Stopwords come from NLTK library, so we can only offer whatever is available there. However, TF-IDF already implicitly considers stopwords, so the functionality is already implemented. For POS tagging, we would rely on Stanford POS tagger, that already has pre-trained models available.
The main issue was with normalization. While English can do without lemmatization and stemming for simple tasks, morphologically rich languages, such as Slovenian, perform poorly on un-normalized tokens. Cases and declensions present a problem for natural language processing, so we wanted to provide a tool for normalization in many different languages. Luckily, we found UDPipe, a Czech initiative that offers trained lemmatization models for 50 languages. UDPipe is actually a preprocessing pipeline and we are already thinking about how to bring all of its functionality to Orange, but let us talk a bit about the recent improvements for normalization.
Let us load a simple corpus from Corpus widget, say grimm-tales-selected.tab that contain 44 tales from the Grimm Brothers. Now, pass them through Preprocess Text and keep just the defaults, namely lowercase transformation, tokenization by words, and removal of stopwords. Here we see that we have came as quite a frequent word and come as a bit less frequent. But semantically, they are the same word from the verb to come. Shouldn’t we consider them as one word?
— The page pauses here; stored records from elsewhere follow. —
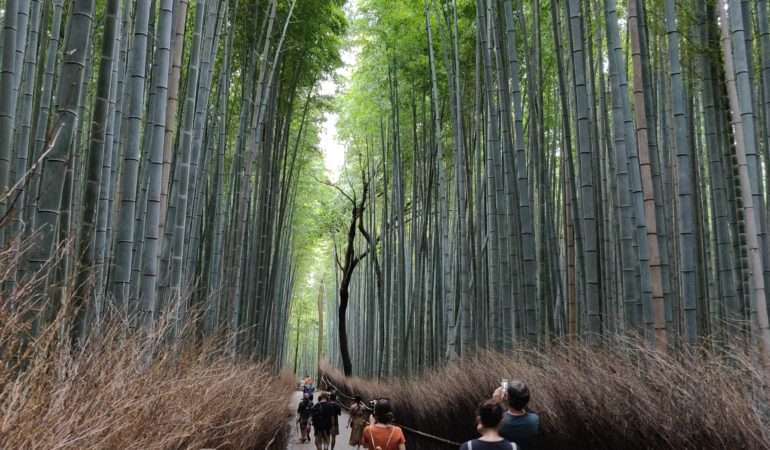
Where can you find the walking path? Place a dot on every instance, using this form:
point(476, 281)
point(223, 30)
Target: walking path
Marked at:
point(342, 439)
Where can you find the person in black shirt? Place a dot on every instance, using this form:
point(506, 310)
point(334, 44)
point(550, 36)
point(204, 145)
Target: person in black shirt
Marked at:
point(304, 410)
point(336, 411)
point(488, 418)
point(520, 425)
point(321, 420)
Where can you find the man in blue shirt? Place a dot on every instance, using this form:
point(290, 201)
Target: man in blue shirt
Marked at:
point(518, 425)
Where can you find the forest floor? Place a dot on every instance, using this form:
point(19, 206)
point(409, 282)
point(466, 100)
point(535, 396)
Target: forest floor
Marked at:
point(293, 444)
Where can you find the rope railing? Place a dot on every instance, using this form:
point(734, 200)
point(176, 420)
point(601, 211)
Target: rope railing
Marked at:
point(326, 381)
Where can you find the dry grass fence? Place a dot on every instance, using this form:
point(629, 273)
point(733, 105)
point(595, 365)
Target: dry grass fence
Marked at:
point(111, 394)
point(626, 397)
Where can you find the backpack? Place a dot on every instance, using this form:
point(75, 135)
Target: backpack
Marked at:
point(513, 445)
point(377, 447)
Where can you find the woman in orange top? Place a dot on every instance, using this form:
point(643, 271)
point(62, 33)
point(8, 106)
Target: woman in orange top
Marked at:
point(382, 434)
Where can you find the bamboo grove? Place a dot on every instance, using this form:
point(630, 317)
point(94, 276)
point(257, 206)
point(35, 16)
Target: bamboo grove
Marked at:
point(522, 172)
point(152, 154)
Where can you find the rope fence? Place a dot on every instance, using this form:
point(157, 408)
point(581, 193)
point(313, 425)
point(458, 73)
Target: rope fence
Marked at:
point(326, 381)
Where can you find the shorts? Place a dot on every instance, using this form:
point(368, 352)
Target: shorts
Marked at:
point(322, 438)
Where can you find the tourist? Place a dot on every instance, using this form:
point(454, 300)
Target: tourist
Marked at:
point(336, 411)
point(321, 420)
point(304, 411)
point(381, 434)
point(357, 422)
point(309, 388)
point(519, 424)
point(488, 418)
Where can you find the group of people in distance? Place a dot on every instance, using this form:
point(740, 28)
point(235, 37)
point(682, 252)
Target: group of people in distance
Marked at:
point(503, 422)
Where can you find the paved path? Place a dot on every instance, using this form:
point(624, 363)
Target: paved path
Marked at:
point(342, 439)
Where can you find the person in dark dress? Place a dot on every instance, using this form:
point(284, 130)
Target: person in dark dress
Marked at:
point(519, 424)
point(304, 410)
point(336, 411)
point(488, 418)
point(321, 421)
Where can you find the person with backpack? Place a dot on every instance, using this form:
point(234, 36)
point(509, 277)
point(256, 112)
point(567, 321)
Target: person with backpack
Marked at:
point(336, 411)
point(488, 417)
point(304, 411)
point(357, 422)
point(309, 387)
point(381, 434)
point(321, 421)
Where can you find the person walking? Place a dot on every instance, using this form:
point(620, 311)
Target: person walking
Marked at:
point(488, 417)
point(304, 411)
point(519, 425)
point(336, 412)
point(357, 422)
point(381, 434)
point(309, 387)
point(321, 421)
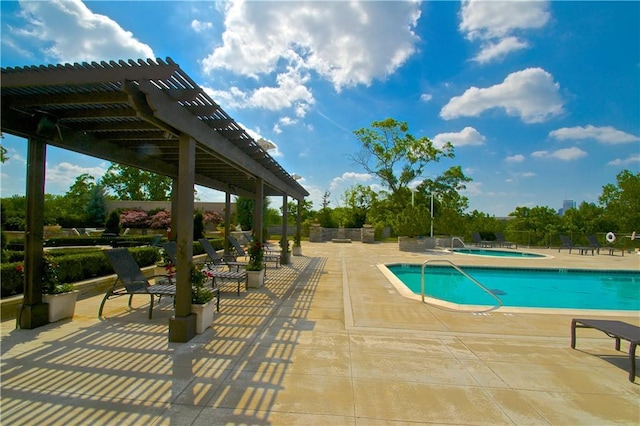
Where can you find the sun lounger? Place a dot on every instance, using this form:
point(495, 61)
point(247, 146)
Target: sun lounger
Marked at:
point(615, 329)
point(568, 244)
point(130, 280)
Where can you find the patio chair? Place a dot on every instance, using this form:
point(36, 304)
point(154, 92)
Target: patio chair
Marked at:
point(479, 242)
point(268, 257)
point(215, 260)
point(130, 280)
point(171, 250)
point(500, 241)
point(615, 329)
point(593, 242)
point(568, 244)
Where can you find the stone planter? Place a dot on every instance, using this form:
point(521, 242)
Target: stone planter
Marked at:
point(255, 279)
point(204, 315)
point(61, 306)
point(285, 258)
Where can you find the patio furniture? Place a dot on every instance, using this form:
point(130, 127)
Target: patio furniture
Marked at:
point(130, 280)
point(215, 260)
point(267, 257)
point(568, 244)
point(216, 275)
point(479, 242)
point(615, 329)
point(593, 242)
point(500, 241)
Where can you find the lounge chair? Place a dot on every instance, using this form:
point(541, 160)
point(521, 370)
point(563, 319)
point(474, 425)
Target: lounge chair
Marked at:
point(593, 242)
point(215, 260)
point(170, 248)
point(568, 244)
point(479, 242)
point(615, 329)
point(130, 280)
point(500, 241)
point(268, 257)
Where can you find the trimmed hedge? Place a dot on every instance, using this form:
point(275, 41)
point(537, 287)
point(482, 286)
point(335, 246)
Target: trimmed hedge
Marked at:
point(72, 268)
point(81, 264)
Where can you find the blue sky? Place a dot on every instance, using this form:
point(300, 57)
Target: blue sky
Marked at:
point(541, 100)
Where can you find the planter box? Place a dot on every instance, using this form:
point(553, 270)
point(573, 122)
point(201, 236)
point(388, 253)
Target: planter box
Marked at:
point(61, 306)
point(204, 315)
point(255, 279)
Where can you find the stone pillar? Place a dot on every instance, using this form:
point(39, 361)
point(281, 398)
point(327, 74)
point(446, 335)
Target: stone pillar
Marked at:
point(367, 234)
point(315, 233)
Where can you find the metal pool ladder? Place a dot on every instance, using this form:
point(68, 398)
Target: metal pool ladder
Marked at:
point(457, 268)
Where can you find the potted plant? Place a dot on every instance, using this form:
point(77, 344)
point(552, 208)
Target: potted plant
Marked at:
point(297, 248)
point(60, 297)
point(285, 251)
point(202, 302)
point(255, 266)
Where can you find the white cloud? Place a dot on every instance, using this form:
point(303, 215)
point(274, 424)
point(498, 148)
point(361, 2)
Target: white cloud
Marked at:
point(199, 26)
point(530, 94)
point(629, 161)
point(498, 50)
point(71, 32)
point(518, 158)
point(566, 154)
point(606, 135)
point(465, 137)
point(334, 39)
point(493, 23)
point(348, 177)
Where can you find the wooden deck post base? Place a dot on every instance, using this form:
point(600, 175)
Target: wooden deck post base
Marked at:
point(182, 329)
point(32, 316)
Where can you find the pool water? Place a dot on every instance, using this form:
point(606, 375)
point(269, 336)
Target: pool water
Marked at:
point(497, 253)
point(530, 287)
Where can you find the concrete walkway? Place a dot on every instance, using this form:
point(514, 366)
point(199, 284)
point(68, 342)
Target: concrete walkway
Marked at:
point(328, 340)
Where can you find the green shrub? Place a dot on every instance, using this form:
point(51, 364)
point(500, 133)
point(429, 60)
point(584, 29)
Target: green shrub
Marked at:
point(72, 268)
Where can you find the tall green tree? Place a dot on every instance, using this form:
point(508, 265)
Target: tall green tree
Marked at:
point(130, 183)
point(621, 202)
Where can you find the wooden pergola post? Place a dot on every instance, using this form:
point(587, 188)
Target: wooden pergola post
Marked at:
point(33, 313)
point(182, 326)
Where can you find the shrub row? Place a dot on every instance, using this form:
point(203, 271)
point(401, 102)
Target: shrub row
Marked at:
point(73, 266)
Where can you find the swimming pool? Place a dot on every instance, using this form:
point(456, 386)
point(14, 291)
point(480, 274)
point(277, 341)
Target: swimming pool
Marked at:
point(527, 287)
point(497, 253)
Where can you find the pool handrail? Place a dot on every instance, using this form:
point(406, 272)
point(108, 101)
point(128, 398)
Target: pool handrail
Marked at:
point(461, 242)
point(457, 268)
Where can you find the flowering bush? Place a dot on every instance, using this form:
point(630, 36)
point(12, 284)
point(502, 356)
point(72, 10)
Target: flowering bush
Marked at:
point(256, 255)
point(199, 277)
point(134, 218)
point(160, 220)
point(213, 218)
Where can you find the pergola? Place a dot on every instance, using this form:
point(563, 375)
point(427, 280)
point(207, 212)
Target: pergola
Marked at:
point(145, 114)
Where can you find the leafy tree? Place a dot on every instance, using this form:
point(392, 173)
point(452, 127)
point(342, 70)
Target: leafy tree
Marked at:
point(130, 183)
point(358, 200)
point(198, 225)
point(620, 202)
point(96, 210)
point(541, 223)
point(112, 225)
point(387, 146)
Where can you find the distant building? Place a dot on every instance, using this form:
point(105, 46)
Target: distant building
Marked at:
point(566, 205)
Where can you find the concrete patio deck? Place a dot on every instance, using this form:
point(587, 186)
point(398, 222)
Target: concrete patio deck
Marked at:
point(328, 340)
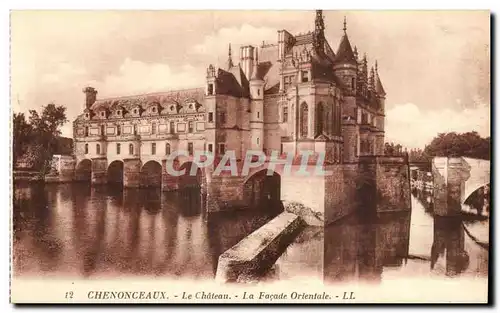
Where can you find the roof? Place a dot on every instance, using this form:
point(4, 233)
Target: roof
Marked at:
point(269, 68)
point(162, 98)
point(378, 86)
point(345, 53)
point(232, 82)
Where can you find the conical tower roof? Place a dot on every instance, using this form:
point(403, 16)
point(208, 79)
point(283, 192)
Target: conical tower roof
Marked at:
point(344, 52)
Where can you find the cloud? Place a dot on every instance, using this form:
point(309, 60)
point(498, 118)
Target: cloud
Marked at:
point(134, 77)
point(412, 127)
point(216, 44)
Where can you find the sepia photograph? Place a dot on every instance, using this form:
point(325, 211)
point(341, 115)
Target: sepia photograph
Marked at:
point(257, 156)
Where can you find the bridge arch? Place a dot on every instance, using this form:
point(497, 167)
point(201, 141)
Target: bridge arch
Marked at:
point(83, 170)
point(115, 172)
point(263, 190)
point(150, 175)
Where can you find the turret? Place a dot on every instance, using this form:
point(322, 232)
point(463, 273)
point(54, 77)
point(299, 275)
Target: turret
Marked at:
point(247, 60)
point(256, 82)
point(319, 33)
point(211, 81)
point(345, 63)
point(256, 106)
point(90, 96)
point(379, 89)
point(229, 59)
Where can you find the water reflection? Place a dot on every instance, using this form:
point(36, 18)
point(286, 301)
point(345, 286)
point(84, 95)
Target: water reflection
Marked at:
point(359, 248)
point(75, 229)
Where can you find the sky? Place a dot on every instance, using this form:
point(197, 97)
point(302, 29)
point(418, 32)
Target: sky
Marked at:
point(435, 65)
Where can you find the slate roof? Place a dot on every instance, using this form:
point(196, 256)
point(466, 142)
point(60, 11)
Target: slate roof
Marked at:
point(345, 53)
point(378, 87)
point(143, 100)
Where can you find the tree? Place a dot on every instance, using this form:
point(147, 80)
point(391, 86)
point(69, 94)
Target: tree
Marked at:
point(22, 132)
point(42, 132)
point(453, 144)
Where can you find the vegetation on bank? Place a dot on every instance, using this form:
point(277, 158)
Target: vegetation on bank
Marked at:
point(37, 137)
point(452, 144)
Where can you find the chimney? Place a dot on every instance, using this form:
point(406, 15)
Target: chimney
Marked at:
point(90, 96)
point(247, 59)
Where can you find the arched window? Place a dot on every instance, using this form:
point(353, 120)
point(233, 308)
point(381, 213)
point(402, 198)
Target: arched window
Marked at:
point(320, 122)
point(303, 119)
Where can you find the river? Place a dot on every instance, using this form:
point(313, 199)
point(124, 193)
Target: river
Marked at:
point(80, 230)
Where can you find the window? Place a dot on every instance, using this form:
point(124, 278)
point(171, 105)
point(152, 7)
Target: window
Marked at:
point(222, 117)
point(222, 148)
point(305, 76)
point(304, 120)
point(319, 119)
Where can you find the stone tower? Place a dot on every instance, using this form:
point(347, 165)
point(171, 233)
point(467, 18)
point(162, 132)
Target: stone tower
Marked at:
point(90, 96)
point(256, 107)
point(346, 68)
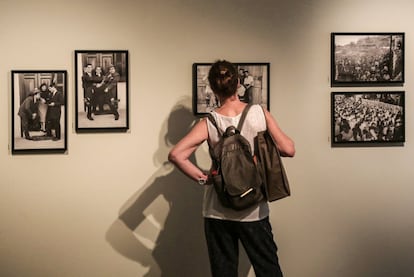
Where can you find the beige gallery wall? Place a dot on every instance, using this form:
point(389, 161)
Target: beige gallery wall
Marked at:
point(113, 206)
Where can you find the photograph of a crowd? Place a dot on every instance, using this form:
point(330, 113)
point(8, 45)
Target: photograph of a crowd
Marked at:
point(253, 86)
point(367, 59)
point(39, 111)
point(368, 117)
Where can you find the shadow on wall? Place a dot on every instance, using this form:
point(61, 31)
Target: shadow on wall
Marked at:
point(161, 226)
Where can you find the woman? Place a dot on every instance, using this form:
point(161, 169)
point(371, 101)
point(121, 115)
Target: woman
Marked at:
point(224, 227)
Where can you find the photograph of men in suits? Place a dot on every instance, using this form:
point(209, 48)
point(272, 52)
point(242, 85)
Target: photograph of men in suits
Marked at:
point(29, 112)
point(54, 103)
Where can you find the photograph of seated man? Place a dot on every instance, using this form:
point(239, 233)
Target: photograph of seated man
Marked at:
point(29, 113)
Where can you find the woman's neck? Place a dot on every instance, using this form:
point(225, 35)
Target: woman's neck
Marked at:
point(230, 106)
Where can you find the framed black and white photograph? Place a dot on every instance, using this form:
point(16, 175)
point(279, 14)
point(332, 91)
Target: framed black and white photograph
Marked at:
point(254, 86)
point(367, 59)
point(368, 118)
point(39, 111)
point(101, 86)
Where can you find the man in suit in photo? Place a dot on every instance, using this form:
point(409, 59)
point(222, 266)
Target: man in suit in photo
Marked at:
point(54, 102)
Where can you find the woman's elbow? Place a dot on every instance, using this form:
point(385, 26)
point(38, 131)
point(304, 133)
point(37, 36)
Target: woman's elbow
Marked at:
point(172, 157)
point(288, 150)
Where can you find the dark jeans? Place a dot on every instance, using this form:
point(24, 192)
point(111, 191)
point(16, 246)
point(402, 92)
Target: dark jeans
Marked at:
point(257, 239)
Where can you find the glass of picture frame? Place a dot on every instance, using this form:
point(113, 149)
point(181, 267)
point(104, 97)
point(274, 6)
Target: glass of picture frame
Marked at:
point(254, 86)
point(367, 59)
point(375, 118)
point(101, 91)
point(39, 111)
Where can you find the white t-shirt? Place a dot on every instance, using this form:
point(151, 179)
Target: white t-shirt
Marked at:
point(254, 123)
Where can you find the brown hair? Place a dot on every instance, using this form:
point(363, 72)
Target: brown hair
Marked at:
point(223, 78)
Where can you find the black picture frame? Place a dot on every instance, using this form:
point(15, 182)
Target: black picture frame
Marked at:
point(367, 59)
point(204, 100)
point(39, 111)
point(102, 98)
point(375, 118)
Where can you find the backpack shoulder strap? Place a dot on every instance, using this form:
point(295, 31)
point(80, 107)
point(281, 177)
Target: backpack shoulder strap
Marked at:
point(213, 121)
point(243, 117)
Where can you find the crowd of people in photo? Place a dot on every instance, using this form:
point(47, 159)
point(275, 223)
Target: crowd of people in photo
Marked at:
point(100, 89)
point(382, 65)
point(366, 118)
point(41, 111)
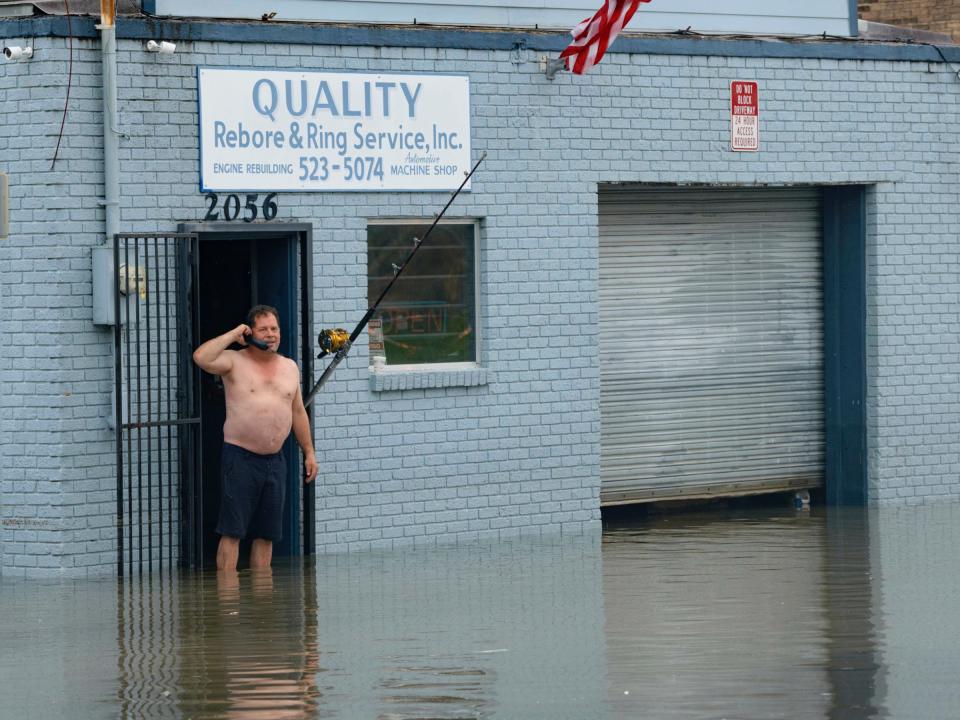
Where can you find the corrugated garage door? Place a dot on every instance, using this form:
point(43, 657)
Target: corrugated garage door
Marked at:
point(711, 342)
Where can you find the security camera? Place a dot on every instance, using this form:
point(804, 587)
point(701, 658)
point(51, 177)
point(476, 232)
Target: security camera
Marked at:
point(17, 53)
point(163, 47)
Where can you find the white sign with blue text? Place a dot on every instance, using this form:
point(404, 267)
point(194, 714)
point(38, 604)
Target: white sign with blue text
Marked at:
point(278, 130)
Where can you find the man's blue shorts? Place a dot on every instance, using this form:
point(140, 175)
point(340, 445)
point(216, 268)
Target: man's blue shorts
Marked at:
point(252, 489)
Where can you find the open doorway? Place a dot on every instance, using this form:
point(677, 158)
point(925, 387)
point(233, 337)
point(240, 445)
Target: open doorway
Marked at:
point(240, 267)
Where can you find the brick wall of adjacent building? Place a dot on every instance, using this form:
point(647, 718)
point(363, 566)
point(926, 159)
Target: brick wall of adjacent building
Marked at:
point(942, 17)
point(518, 452)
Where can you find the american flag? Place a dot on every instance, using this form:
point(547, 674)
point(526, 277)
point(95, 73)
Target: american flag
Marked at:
point(593, 36)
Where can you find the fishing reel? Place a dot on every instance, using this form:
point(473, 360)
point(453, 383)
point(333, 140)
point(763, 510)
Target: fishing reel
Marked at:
point(333, 340)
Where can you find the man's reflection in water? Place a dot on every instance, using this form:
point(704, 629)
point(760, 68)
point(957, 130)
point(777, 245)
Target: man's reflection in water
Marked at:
point(267, 646)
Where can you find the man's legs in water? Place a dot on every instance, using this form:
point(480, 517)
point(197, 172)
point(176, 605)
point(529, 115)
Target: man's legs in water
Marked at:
point(227, 553)
point(261, 553)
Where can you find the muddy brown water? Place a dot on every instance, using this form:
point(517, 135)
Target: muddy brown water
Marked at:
point(764, 613)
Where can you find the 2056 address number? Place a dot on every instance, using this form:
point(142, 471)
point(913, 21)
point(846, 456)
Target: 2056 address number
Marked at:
point(231, 207)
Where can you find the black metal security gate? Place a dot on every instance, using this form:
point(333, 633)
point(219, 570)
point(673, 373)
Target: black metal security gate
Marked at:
point(157, 408)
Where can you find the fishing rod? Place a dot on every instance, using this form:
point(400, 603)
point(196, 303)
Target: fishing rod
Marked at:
point(337, 341)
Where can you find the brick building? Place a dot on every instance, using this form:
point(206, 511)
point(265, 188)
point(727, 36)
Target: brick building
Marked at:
point(632, 304)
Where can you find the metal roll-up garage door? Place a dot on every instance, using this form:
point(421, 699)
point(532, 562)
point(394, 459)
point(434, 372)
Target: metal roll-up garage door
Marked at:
point(711, 342)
We can. This is what normalization does – it transforms all words into their lemmas or basic grammatical form. Came and come will become come, sons and son will become son, pretty and prettier will become pretty. This will result in less tokens that capture the text better, semantically speaking.
We can see that came became come with 435 counts. Went became go. Said became say. And so on. As we said, this doesn’t work only on verbs, but on all word forms.
One thing to note here. UDPipe has an internal tokenizer, that works with sentences instead of tokens. You can enable it by selecting UDPipe tokenizer option. What is the difference? A quicker version would be to tokenize all the words and just look up their lemma. But sometimes this can be wrong. Consider the sentence:
I am wearing a tie to work.
Now the word tie is obviously a piece of clothing, which is indicated by the word wearing before it. But tie alone can also be the verb to tie. So the UDPipe tokenizer will consider the entire sentence and correctly lemmatize this word, while lemmatization on regular tokens might not. While UDPipe works better, it is also slower, so you might want to work with regular tokenization to speed up the analysis.
Finally, UDPipe does not remove punctuation, so you might end up with words like rose. and away., with the full stop at the end. This you can fix with using regular tokenization and also by select the Regex option in Filtering, which will remove pure punctuation.
This is it. UDPipe contains lemmatization models for 50 languages and only when you click on a particular language in the Language option, will the resource be loaded, so your computer won’t be flooded with models for languages you won’t ever use. The installation of UDPipe could also be a little tricky, but after some initial obstacles, we have managed to prepare packages for both pip (OSX and Linux) and conda (Windows).
We hope you enjoy the new possibilities of a freshly multilingual Orange!